Pros and Cons of Electric Radiant Floor Heat
Pros of Radiant Floor Heat:
1. Energy efficient
Electric radiant floor heating systems are generally very efficient and use as much or less energy than other heating systems. Most electric floor heating systems use 12 watts per hour per square foot, meaning a 100-square-foot room would use 1200 watts in total every hour, or 300 watts less than the average space heater. Please refer to our “How Efficient Is Electric Radiant Floor Heat” article to calculate your estimated cost!

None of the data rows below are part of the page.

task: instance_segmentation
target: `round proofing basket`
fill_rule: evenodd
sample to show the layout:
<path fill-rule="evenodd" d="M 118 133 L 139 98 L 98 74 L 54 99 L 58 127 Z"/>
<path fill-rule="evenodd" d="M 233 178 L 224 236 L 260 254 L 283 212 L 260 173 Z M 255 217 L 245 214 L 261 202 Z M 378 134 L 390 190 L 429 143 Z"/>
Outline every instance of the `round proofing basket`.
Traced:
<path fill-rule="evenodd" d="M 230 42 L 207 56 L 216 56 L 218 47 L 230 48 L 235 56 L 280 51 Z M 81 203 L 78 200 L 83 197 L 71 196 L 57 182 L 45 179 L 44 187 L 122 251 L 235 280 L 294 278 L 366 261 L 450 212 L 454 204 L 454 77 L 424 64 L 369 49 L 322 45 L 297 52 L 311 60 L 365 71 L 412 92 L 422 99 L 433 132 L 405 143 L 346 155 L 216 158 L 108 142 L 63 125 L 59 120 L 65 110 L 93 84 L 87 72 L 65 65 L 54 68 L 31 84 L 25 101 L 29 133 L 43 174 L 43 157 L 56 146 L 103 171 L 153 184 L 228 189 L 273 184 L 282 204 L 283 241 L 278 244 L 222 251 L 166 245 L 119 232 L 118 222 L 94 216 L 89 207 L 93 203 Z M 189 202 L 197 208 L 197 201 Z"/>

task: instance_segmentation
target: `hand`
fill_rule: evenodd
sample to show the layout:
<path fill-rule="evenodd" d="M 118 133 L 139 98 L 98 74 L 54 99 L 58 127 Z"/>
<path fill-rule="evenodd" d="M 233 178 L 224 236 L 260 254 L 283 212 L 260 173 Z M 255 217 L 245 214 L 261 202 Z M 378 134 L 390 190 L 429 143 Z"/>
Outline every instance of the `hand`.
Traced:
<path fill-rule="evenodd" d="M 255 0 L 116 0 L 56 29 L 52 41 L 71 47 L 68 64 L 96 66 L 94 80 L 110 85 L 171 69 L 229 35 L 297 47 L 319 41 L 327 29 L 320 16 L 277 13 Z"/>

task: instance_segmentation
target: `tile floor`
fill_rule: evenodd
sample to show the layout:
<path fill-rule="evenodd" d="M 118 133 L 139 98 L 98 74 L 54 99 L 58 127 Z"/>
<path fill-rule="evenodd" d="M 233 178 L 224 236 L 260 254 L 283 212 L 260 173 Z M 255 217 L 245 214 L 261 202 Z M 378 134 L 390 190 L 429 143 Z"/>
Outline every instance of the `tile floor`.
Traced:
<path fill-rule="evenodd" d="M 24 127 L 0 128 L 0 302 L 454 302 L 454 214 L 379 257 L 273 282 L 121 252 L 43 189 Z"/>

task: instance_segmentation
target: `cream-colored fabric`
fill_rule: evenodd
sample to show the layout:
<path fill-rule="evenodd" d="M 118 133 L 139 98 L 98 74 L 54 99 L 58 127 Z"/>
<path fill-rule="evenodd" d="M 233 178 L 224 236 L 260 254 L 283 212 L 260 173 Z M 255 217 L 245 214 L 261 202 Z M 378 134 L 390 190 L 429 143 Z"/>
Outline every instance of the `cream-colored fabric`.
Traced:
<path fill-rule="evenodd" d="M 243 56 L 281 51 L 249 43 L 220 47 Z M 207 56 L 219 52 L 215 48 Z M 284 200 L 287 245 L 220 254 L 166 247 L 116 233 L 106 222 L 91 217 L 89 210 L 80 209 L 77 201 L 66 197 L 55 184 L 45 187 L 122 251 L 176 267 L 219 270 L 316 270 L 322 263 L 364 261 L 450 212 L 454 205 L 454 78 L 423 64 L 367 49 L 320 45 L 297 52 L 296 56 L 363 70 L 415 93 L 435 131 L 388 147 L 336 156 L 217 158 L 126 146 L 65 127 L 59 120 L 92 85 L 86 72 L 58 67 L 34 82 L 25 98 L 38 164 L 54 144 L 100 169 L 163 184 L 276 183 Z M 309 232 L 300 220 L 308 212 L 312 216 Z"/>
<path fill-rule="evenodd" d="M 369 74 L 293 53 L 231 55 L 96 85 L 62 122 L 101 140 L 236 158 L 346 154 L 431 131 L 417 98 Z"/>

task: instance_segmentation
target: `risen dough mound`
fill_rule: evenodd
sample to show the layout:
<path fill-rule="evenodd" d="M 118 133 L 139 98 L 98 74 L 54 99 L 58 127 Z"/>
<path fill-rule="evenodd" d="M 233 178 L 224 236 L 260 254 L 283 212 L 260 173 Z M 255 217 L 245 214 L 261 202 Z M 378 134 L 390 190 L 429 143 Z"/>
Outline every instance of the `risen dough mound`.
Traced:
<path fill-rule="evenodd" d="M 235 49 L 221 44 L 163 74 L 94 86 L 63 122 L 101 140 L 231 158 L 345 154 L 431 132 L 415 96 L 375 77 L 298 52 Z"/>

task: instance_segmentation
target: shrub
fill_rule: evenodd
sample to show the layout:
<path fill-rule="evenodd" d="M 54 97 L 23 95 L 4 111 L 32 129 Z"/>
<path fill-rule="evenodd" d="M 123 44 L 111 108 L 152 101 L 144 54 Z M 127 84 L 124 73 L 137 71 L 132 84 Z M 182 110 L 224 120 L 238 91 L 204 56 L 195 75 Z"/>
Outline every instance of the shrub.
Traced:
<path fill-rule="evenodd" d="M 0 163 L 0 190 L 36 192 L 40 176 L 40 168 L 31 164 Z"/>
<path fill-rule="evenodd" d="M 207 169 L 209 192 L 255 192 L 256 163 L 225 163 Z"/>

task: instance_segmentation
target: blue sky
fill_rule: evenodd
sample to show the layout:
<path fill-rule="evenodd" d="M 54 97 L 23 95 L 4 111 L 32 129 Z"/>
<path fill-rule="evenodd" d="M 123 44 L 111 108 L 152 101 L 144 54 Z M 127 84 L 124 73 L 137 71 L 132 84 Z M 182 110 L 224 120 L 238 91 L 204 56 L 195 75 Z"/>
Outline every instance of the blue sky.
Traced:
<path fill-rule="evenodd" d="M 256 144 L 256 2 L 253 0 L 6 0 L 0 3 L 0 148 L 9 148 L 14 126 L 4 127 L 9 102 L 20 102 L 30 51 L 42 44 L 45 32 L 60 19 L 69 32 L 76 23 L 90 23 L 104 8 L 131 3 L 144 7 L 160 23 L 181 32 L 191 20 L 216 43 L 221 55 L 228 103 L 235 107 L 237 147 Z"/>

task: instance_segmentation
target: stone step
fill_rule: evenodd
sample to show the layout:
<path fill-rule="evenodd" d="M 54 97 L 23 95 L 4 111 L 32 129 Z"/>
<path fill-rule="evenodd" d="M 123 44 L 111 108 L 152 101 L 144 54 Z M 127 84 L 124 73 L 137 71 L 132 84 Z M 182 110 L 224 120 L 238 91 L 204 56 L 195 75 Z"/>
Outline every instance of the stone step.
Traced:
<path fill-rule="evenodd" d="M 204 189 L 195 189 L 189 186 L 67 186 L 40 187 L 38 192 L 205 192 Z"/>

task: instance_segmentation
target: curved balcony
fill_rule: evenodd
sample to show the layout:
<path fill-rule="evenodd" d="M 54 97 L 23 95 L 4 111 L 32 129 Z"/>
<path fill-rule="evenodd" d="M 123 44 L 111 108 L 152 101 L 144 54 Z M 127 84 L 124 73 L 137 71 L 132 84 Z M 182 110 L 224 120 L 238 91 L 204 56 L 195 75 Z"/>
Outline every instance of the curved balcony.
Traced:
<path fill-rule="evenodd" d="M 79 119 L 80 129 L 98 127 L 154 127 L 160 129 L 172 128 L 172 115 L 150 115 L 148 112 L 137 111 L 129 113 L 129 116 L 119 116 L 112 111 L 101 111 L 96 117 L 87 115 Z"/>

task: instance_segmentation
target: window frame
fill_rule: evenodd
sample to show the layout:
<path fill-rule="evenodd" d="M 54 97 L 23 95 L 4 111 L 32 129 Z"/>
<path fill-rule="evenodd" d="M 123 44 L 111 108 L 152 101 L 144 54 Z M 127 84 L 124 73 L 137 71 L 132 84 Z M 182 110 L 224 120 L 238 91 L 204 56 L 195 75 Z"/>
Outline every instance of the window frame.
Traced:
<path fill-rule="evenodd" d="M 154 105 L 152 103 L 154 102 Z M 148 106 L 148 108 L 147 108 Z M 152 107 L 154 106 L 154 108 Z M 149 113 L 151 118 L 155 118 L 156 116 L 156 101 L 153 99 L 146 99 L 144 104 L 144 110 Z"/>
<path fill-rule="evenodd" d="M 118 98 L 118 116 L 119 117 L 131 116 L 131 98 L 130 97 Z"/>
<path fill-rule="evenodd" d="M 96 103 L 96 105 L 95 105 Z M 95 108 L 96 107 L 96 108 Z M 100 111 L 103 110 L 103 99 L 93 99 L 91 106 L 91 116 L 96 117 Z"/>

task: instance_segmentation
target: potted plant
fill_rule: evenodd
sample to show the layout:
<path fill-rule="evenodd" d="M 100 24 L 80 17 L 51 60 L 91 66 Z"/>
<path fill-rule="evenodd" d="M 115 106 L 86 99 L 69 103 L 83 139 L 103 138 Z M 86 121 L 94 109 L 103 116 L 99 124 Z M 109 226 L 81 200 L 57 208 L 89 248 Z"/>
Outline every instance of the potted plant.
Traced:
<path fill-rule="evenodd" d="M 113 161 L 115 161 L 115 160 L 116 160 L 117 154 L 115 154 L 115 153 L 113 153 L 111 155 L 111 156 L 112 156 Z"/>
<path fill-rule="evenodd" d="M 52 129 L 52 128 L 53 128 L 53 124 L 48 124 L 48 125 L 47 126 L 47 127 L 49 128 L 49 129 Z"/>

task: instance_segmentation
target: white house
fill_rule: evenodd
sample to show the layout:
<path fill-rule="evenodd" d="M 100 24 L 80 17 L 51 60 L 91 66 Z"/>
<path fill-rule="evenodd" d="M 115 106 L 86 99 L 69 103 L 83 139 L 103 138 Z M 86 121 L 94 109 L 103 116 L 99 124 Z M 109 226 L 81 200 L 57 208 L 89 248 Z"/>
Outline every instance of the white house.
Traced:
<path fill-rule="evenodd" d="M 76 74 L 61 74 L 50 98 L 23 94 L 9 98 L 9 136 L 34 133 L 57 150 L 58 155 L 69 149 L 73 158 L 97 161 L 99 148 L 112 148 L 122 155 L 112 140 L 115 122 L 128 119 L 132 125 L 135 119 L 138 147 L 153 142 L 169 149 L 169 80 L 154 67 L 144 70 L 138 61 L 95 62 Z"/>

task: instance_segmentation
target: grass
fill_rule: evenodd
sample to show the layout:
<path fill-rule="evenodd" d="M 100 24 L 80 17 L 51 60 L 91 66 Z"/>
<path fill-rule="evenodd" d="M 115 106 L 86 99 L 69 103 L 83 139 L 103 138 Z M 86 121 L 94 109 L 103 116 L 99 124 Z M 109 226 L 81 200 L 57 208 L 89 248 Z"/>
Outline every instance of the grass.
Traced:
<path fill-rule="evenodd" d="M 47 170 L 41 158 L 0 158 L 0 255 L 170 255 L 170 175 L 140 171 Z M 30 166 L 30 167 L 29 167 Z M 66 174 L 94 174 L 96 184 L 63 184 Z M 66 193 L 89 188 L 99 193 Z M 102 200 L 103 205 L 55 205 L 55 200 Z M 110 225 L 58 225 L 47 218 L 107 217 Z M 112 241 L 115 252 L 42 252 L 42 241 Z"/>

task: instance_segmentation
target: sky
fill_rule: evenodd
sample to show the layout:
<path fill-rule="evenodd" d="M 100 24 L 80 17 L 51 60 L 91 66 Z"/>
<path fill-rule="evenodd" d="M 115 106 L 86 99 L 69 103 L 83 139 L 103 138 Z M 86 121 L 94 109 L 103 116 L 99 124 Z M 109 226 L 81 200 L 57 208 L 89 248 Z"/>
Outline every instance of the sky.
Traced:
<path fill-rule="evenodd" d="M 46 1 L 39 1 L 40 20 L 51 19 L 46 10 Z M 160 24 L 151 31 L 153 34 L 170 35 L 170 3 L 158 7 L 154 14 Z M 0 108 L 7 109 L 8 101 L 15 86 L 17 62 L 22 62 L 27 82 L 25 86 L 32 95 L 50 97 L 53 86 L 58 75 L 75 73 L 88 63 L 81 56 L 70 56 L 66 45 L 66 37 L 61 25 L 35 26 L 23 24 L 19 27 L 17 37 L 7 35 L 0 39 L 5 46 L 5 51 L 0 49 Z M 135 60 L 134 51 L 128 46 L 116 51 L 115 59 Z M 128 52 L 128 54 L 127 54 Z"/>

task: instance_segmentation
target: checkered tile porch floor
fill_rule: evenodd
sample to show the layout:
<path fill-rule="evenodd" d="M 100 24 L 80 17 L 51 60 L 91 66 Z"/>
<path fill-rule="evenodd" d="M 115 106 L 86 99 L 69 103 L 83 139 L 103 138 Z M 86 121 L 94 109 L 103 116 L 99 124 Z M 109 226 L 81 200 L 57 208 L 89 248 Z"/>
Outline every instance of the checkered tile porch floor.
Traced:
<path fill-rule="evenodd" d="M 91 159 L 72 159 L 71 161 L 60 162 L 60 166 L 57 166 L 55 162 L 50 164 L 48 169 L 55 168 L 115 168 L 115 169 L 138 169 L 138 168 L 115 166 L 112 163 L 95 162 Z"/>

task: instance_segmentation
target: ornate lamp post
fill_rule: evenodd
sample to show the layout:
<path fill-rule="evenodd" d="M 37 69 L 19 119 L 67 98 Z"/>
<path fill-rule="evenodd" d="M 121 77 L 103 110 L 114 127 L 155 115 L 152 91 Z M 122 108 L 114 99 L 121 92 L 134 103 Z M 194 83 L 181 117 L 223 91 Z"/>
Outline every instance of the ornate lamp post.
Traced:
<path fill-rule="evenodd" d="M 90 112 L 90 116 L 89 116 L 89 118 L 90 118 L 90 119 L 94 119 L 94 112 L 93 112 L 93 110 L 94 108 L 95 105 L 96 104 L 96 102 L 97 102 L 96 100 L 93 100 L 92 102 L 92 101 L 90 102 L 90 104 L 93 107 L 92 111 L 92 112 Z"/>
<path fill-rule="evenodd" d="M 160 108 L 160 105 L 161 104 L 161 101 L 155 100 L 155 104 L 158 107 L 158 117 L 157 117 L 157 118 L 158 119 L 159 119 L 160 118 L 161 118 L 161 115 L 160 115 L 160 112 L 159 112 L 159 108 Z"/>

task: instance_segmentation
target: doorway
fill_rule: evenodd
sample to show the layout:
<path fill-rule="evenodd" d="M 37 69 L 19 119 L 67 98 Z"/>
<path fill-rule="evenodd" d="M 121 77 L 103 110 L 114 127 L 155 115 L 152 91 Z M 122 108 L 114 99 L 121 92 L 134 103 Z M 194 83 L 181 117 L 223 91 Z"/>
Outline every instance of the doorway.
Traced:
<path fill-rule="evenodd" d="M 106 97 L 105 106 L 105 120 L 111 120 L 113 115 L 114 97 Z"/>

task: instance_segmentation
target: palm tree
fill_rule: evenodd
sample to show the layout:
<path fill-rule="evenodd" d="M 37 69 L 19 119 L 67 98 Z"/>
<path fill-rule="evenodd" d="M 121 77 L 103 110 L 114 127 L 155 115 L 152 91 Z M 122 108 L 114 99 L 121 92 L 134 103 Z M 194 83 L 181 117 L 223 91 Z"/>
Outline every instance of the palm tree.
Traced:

The best way to manage the energy use of your heated floor is with a programmable thermostat. These thermostats can be programmed to heat the floor only at the time of day the system will be in use, and they learn to compensate for the heat-up time of your specific room.
2. Easy to install
No matter what system you choose, they are all simple to install. The cable systems have a membrane option that allows you to easily snap the heating wire in place to control the spacing. The heating mat systems are even simpler! The heating wire is built into the mat at the recommended spacing for that system. And installing a custom mat is the easiest of all. Simply send us a drawing of your layout, and we will design a custom mat to perfectly fit your floor.
3. Uniform heating
A great benefit of electric radiant floor heat is that it provides uniform heating. Standard space heaters will heat up the area where they are located, with the warmest temperatures closest to the heater, and the coolest areas farthest away. Radiant floor heat, on the other hand, provides uniform heating to the floor areas above the heating system. When the system is installed with standard, equal spacing, you will not find any cold spots or feel less heat in one portion of the room.
4. No maintenance required
Unlike forced air systems that need to be periodically checked and cleaned, there is no maintenance required for these systems. Once they are installed, they are simply run by the thermostat and will be protected by the flooring above. Most systems will have between a 10- and 25-year warranty.
Another benefit is that, unlike forced air systems, electric radiant floor heat doesn’t push dust or allergens throughout the room.
6. No noise
Most heaters will produce some type of noise, either coming straight from the source while they run or when they turn on. Electric radiant floor heat is silent and will not produce any noise when the system is running.
Electric radiant floor heat provides a unique level of comfort. This will be enjoyed by the whole family along with your pets! They love it!
Cons of Radiant Floor Heat:
The up-front cost for these systems can potentially be a little pricey, depending on the size and system that you use for the area. In terms of operation, the monthly cost varies, and depends on the size of the area being heated and how much your electricity provider charges per kilowatt hour (KWH).
To calculate the cost of heating a room in your house, multiply the square footage of the area you would like to heat by 12 watts (the power output of standard mats and cables). This will give you the number of watts per hour the system will use. Convert that number to kilowatts (KW) and multiply by how much the electric company in your area charges per kilowatt hour (KWH) to find your cost.
2. Flooring may need to be pulled up
Most of the systems that we carry must be installed directly on top of a subfloor, with the new flooring placed on top. This usually means radiant floor heating systems are best suited for new construction or remodeling projects, because the current flooring will need to be removed.
However, we do offer retrofit mat systems that can work around this! They can be installed under the existing flooring if you have access to the joist bays.
3. Small increase to the floor height
Depending on the system that you are using, there will be a slight increase in the floor height. Most systems require thinset to encase the system before laying the final flooring. Because of this, you may see an increase of up to ½” on top of the subfloor.